Book Beginnings and Friday 56 – Wenjack (May 5)
After reading Secret Path last weekend I figured it was time to read Joseph Boyden’s Wenjack. It’s one I received from my family at Christmas and I’ve been meaning to get to it for a while now. I’ve also chosen it for this week’s Friday meme combo, my first of these posts for a few months. Goodreads has the following description:
An Ojibwe boy runs away from a North Ontario Indian School, not realizing just how far away home is. Along the way he’s followed by Manitous, spirits of the forest who comment on his plight, cajoling, taunting, and ultimately offering him a type of comfort on his difficult journey back to the place he was so brutally removed from.
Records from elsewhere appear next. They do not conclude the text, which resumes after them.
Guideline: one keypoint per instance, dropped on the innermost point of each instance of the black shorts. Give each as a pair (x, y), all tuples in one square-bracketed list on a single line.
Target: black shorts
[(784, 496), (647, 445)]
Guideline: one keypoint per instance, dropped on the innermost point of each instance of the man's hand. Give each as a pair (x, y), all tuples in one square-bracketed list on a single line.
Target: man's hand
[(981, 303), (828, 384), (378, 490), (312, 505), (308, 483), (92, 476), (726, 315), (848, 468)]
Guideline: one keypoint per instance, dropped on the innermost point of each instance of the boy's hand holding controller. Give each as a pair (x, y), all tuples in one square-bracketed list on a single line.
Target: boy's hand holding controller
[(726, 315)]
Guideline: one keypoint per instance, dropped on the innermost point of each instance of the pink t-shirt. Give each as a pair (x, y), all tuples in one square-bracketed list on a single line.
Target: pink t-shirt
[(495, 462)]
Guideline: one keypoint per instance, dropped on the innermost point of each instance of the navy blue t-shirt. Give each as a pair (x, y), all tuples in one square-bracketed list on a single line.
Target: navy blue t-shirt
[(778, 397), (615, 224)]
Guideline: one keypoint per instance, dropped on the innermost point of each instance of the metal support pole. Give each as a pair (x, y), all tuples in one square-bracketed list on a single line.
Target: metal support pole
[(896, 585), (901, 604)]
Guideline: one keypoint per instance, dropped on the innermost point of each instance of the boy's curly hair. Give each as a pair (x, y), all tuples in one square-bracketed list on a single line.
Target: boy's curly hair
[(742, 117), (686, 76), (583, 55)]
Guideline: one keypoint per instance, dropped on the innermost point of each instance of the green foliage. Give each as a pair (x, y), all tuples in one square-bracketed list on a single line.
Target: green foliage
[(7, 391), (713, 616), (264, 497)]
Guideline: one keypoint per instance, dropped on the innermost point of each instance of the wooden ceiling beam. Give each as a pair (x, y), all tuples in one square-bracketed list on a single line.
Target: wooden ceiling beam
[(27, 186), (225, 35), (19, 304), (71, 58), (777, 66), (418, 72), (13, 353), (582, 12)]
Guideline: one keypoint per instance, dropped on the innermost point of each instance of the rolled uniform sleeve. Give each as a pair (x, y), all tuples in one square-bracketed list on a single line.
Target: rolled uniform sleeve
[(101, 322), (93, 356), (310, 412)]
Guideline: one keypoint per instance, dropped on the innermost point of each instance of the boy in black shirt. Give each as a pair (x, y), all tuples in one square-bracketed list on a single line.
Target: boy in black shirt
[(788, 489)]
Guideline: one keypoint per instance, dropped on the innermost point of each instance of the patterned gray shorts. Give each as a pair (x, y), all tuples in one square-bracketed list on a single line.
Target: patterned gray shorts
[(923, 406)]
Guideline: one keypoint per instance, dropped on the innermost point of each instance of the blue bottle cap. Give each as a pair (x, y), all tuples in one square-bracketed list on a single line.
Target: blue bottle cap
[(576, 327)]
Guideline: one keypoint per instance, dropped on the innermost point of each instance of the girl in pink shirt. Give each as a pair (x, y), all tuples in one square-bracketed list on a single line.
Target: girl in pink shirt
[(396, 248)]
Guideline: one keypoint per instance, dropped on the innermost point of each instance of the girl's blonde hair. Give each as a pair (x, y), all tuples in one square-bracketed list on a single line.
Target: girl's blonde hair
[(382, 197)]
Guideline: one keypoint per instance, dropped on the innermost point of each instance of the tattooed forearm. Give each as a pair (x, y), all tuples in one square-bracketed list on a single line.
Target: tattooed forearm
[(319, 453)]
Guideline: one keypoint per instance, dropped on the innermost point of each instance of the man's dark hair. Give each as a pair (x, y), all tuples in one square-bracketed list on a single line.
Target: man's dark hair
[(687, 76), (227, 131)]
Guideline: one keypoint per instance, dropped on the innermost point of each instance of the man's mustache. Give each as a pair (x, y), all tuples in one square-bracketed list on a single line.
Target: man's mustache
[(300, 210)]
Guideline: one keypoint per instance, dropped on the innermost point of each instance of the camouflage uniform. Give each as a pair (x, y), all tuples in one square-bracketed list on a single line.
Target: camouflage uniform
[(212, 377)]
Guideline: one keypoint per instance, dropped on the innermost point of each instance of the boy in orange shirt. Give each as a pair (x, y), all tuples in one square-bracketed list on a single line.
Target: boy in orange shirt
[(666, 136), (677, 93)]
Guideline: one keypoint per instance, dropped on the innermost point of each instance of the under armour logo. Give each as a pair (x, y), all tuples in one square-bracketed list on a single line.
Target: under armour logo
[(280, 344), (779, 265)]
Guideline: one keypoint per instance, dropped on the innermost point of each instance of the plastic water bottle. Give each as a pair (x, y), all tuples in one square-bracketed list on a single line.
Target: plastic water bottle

Written by Scotiabank Giller Prize-winning author Joseph Boyden and beautifully illustrated by acclaimed artist Kent Monkman, Wenjack is a powerful and poignant look into the world of a residential school runaway trying to find his way home.
Now for this week’s excerpts:
Book Beginnings is hosted by Gilion at Rose City Reader, who invites anyone to join in, saying: ‘Please join me every Friday to share the first sentence (or so) of the book you are reading, along with your initial thoughts about the sentence, impressions of the book, or anything else the opener inspires. Please remember to include the title of the book and the author. Leave a link to your post. If you don’t have a blog, but want to participate, please leave a comment with your Book Beginning.’
The beginning of Wenjack:
Gimik-wenden-ina? Do you remember? I remember, me.
I’m not really sure what this beginning is about, but it’s an interesting one for sure.
*Grab a book, any book.
*Turn to page 56.
*Find any sentence, (or few, just don’t spoil it) that grabs you.
*Add your (url) post below in Linky. Add the post url, not your blog url.
It’s that simple.
From page 56 of Wenjack:
We ride him to the edge of the woods to a bed of dried leaves where he drops to his knees and begins to cry so hard his shoulders shake us from him. He buries his face into the leaves so that the girl and her mother won’t hear.
This is from a chapter with the title WOOD TICK, so I’m guessing that this show of extreme grief or upset is being told from the perspective of a wood tick. This is not a big book, so if I get the time I should be able to get through it in one sitting. I think tomorrow is supposed to be lousy weather-wise, so I should have the opportunity to do so.